The Scottish government has provided £90 million for projects supporting women engaged in Commercial Sexual Exploitation for the financial year 2021/22.
The funding will help pay for vital services run by Victim Support Scotland, the Scottish Women’s Rights Centre and the Encompass Network. The funding – which brings the total spent during the pandemic to £170,000 - was announced as the Scottish government published the findings of Scotland’s first ever consultation on prostitution.
The Equally Safe consultation - which attracted over 4,000 responses - found the pandemic had exacerbated the harms experienced by women involved in prostitution and underlined the importance of a wide range of support to address their multiple, underlying needs.
Minister for Community Safety Ash Denham, said: “As this consultation shows, the COVID-19 pandemic has had a profoundly negative impact on women involved in prostitution. There was clear evidence that in many situations women were already experiencing poverty or additional challenges, such as immigration status.
“The pandemic put women into further precarious positions with some reporting that they had no choice but to continue to sell sex. The stigma and the hidden nature of prostitution has created a further barrier to getting help through mainstream services.
“I am therefore pleased to announce this additional funding for specialist services designed specifically for women involved in prostitution.
“The Scottish government will build on the findings of the consultation and develop a model for Scotland to challenge men’s demand for prostitution, learning from other jurisdictions and international approaches.
“We will also bring forward a programme of work to engage with those with lived experience to help shape and strengthen services,” she added.
Victim Support will receive an additional £30,000 of funds for The Victims Fund to ensure continued availability for crisis funding for women engaged in prostitution.
Through their existing processes, Victim Support Scotland will work closely with other support agencies to ensure that funds are made available at the point of need to directly support those women most in need of financial assistance.
During the pandemic, the Victims’ Fund has been a lifeline for many and last year alone £280K of support was provided by Victim Support Scotland to over 800 women, men and children affected by crime in Scotland.

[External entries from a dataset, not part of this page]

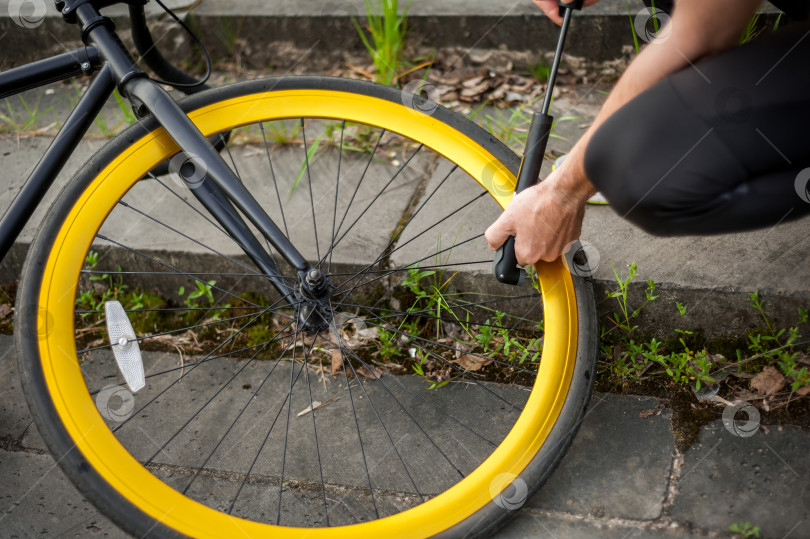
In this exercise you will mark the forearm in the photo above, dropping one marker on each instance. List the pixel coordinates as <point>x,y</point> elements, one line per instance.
<point>684,43</point>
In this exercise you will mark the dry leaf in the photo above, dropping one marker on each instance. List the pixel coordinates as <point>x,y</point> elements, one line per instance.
<point>366,333</point>
<point>370,373</point>
<point>337,361</point>
<point>469,362</point>
<point>768,382</point>
<point>309,408</point>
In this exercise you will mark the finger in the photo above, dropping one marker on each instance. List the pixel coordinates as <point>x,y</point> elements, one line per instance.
<point>551,9</point>
<point>498,232</point>
<point>523,253</point>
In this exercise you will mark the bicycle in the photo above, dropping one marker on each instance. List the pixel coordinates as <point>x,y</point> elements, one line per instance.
<point>288,341</point>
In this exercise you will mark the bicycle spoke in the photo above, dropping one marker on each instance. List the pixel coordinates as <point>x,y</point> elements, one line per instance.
<point>309,183</point>
<point>337,188</point>
<point>357,426</point>
<point>275,183</point>
<point>250,400</point>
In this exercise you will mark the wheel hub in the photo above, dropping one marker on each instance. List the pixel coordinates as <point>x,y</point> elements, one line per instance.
<point>313,312</point>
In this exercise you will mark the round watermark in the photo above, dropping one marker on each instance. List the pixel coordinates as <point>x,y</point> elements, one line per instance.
<point>494,178</point>
<point>188,170</point>
<point>802,184</point>
<point>738,427</point>
<point>581,258</point>
<point>27,13</point>
<point>508,491</point>
<point>733,105</point>
<point>339,8</point>
<point>420,96</point>
<point>43,324</point>
<point>806,496</point>
<point>649,26</point>
<point>115,403</point>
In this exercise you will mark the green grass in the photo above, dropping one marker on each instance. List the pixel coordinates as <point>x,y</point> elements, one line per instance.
<point>19,121</point>
<point>684,358</point>
<point>744,529</point>
<point>384,38</point>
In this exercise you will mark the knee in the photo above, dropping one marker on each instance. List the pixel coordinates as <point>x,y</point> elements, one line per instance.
<point>621,166</point>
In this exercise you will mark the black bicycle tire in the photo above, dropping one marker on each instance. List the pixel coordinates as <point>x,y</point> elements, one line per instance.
<point>105,497</point>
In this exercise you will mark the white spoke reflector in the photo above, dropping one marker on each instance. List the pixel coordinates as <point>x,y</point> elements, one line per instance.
<point>124,345</point>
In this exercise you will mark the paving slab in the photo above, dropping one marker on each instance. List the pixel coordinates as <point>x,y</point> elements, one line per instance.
<point>286,32</point>
<point>606,475</point>
<point>762,479</point>
<point>38,500</point>
<point>14,416</point>
<point>530,524</point>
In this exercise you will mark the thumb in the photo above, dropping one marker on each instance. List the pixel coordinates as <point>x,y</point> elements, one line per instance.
<point>499,231</point>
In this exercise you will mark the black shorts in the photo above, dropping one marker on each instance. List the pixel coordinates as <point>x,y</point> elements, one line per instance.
<point>721,146</point>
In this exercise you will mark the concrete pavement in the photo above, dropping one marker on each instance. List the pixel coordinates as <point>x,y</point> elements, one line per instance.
<point>621,478</point>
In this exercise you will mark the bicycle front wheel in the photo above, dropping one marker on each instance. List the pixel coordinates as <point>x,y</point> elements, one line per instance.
<point>428,399</point>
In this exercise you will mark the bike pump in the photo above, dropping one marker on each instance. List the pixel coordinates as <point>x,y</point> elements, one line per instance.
<point>505,266</point>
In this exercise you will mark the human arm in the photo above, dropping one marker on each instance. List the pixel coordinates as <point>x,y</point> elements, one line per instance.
<point>548,216</point>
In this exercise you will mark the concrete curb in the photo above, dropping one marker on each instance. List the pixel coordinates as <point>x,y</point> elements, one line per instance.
<point>262,34</point>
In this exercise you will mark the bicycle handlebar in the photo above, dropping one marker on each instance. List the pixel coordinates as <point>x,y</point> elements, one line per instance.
<point>146,47</point>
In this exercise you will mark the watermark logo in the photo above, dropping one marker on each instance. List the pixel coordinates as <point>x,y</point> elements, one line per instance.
<point>738,427</point>
<point>806,496</point>
<point>339,9</point>
<point>188,170</point>
<point>421,96</point>
<point>27,13</point>
<point>43,324</point>
<point>508,491</point>
<point>802,184</point>
<point>651,26</point>
<point>581,258</point>
<point>115,403</point>
<point>493,178</point>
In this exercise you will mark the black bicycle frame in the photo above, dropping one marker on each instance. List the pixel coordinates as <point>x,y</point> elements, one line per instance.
<point>104,53</point>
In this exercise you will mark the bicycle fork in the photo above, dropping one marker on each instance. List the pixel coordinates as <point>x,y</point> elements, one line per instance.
<point>203,170</point>
<point>505,266</point>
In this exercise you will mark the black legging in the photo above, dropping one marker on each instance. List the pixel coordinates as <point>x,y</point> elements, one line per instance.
<point>714,148</point>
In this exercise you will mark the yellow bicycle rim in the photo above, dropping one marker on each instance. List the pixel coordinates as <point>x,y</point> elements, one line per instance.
<point>126,475</point>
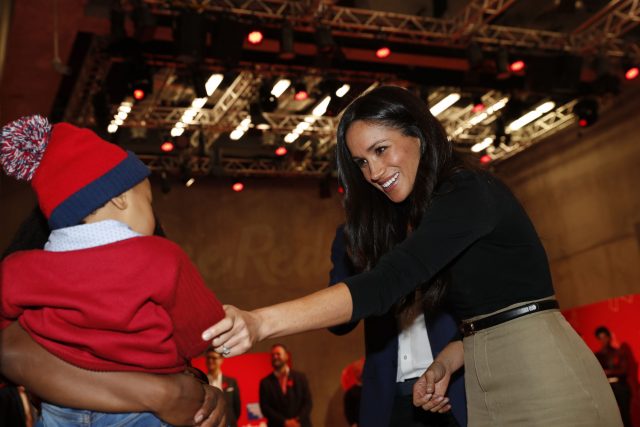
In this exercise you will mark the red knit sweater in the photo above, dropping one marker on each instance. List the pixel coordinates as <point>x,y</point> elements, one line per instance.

The Victims’ Fund has prevented many victims in precarious situations from becoming destitute by provided much needed clothing, food vouchers, housing costs and other essential items.
Kate Wallace, CEO of Victim Support Scotland, said: “As Scotland’s leading charity dedicated to supporting everyone affected by crime, Victim Support Scotland has built strong relationships with partner organisations to ensure that financial support reaches all those who need it. This has included those supporting women who sell or exchange sex.
“Through the Victims’ Fund, we have provided financial support at the point of need to all victims of all crime types experiencing financial hardship as a result of what they have been through. During the pandemic, this support has been a lifeline for many and last year alone £280K of support was provided by Victim Support Scotland to over 800 women, men and children affected by crime in Scotland. The Victims’ Fund has prevented many victims in precarious situations from becoming destitute by provided much needed clothing, food vouchers, housing costs and other essential items.
“With this announcement, we are looking forward to building on these partnerships and welcoming applications from all organisations supporting women who sell or exchange sex to ensure they can continue to access this vital support,” she added.
Co-ordinator at the Scottish Women’s Rights Centre Katy Mathieson said: “Women who sell or exchange sex often face immeasurable barriers, stigma and discrimination when it comes to seeking justice after an experience of abuse or violence.
“With this funding we will develop a pilot project which will enable us to identify the specific legal and advocacy needs of women involved in selling or exchanging sex and support them to exercise their rights,” she concluded.